Ironically though, he sure had no problem with using gas on defenseless Jews.
It has nothing to do with 1929 or 1932, just like I said. We had massive deflation from 1929-1940. We are having massive inflation. We are repeating history - with the late 70s.
It has nothing to do with 1929 or 1932, just like I said.
That’s what’s happening here. Think of this period we are in as a sort of “eye of the storm”.
On the plus side, Lowes had 10 foot 2x4’s at $15 last week and I just got a ton of them for $7 each from a local supplier yesterday. I’m good. :)
We are repeating history - with the late 70s.
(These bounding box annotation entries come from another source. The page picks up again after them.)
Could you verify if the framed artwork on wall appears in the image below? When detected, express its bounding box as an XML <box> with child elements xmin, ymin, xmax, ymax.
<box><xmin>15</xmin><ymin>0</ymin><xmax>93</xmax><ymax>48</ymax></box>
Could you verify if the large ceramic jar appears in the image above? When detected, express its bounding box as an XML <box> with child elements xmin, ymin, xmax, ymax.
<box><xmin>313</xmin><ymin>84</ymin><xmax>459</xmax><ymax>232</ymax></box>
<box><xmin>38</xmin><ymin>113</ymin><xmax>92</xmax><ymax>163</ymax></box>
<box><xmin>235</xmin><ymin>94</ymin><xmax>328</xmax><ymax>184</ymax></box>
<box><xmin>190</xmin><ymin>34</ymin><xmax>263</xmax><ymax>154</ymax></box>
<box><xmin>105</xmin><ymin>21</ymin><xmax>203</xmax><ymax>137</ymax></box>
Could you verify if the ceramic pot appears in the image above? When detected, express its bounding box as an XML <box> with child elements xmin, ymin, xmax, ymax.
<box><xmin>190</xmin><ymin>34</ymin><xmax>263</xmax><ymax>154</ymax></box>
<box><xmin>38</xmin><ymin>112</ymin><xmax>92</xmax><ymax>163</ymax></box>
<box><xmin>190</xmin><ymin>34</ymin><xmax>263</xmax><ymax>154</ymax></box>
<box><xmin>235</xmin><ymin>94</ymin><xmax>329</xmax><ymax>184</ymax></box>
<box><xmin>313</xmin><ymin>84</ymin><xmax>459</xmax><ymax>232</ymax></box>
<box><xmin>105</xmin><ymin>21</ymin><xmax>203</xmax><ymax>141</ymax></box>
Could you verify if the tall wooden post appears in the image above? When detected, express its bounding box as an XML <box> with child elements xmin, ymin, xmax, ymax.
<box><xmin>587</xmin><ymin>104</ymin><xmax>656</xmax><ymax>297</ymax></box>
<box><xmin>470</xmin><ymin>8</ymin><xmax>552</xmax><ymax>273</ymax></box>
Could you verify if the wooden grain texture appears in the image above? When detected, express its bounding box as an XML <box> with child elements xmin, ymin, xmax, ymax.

Yes, but I’m not talking about inflation or deflation. I’m talking about everybody remembering one date, but the second one was actually worse. Look at the stock market graphs of the period. I’m making the argument that the bad part is yet to come.
To avoid confusion on specifics, Let me use a different analogy that is not market related:
We are, right now, in the “phoney war”. https://en.wikipedia.org/wiki/Phoney_War
Yes, but whether stocks go up or down will matter a lot on deflation or inflation. Stocks will go up with inflation, even if down in real terms. I do not see the stock market crashing worse than last March or even more than 20%, so I do not agree with the 1932 comparison. The federal reserve will print and print some more to keep values from cratering, causing inflation.
I don’t know much about the market. I was just using the crashes before the depression as an analogy. I changed analogies to remove that element.
BTW, QE was not inflationary because the money went into the markets. That is when the markets separated from the general economy. This time the money was given to the public, who spent it. The first thing to reflect this was lumber. I went to Lowe’s after the first stimulus check was delivered and it was like a shopping mall at Christmas.
On a side note, I just picked up all the 10’ 2x4’s I need to finish up the interior walls of my one year old 30x60 shop building and office. $7 each. They were almost $15 each a week ago. And even when things were “normal”, they were around $6, so I’m good. :)
No, QE WAS/IS inflationary, it just wasn’t enough to fully offset the massive deflation from the housing, debt market and stock market collapse in 08-09. That’s why the fed pumped in multiple trillion instantly last March - effectively 3-4 QEs at once before things rippled too much with the real economy which is why stocks and bonds rocketed in value long before anything consumer driven did.